Une condamnation historique confirmée
Le parcours judiciaire de Succès Masra, ancien Premier ministre et figure du parti Les Transformateurs, a atteint un tournant décisif. La Cour suprême tchadienne a définitivement entériné sa condamnation à vingt ans d’emprisonnement ferme. Ce verdict, prononcé en août de l’année précédente par la Cour criminelle, lui reproche notamment la diffusion de messages qualifiés de racistes et xénophobes, ainsi que sa participation présumée à une association de malfaiteurs.
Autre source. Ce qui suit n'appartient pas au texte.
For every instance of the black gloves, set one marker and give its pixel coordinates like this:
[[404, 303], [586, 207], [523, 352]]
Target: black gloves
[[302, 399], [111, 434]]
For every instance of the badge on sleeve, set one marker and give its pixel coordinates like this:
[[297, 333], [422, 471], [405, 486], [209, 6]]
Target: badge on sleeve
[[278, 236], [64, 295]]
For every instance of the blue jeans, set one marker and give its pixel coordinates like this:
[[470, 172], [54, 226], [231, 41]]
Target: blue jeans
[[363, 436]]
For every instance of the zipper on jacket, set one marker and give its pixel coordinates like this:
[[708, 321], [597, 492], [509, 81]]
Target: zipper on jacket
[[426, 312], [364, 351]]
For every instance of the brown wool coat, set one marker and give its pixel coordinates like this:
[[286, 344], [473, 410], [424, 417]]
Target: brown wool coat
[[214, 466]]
L’élément central de l’accusation repose sur un message publié en 2023, jugé comme ayant attisé les tensions intercommunautaires lors d’affrontements meurtriers survenus à Mandakao en mai 2025. Cette affaire a profondément marqué la scène politique tchadienne, révélant les fractures sociales persistantes dans le pays.
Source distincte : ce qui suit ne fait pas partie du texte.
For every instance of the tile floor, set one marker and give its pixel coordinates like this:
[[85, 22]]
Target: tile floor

Un dispositif sécuritaire renforcé
Lors de l’audience de confirmation du verdict, un important dispositif sécuritaire a été déployé autour du siège de la Cour suprême à N’Djamena. Malgré le caractère public de la séance, l’accès aux lieux était strictement contrôlé par les forces de police et militaires, témoignant de la sensibilité du dossier et des tensions qu’il suscite au sein de la société tchadienne.
Quelles perspectives pour l’opposant ?
Avec cette décision, toutes les voies de recours internes sont désormais épuisées pour Succès Masra. Ses défenseurs évoquent désormais la possibilité de se tourner vers des instances juridiques régionales ou internationales. En attendant, ses soutiens appellent à une solution politique pour mettre fin à cette affaire. « Nous espérons qu’une issue politique pourra être trouvée au plus vite », a confié Claudia Hoinathy, membre influente du parti Les Transformateurs.
Cette affaire soulève des questions sur l’indépendance de la justice tchadienne et l’équilibre entre liberté d’expression et responsabilité pénale dans un contexte post-conflit.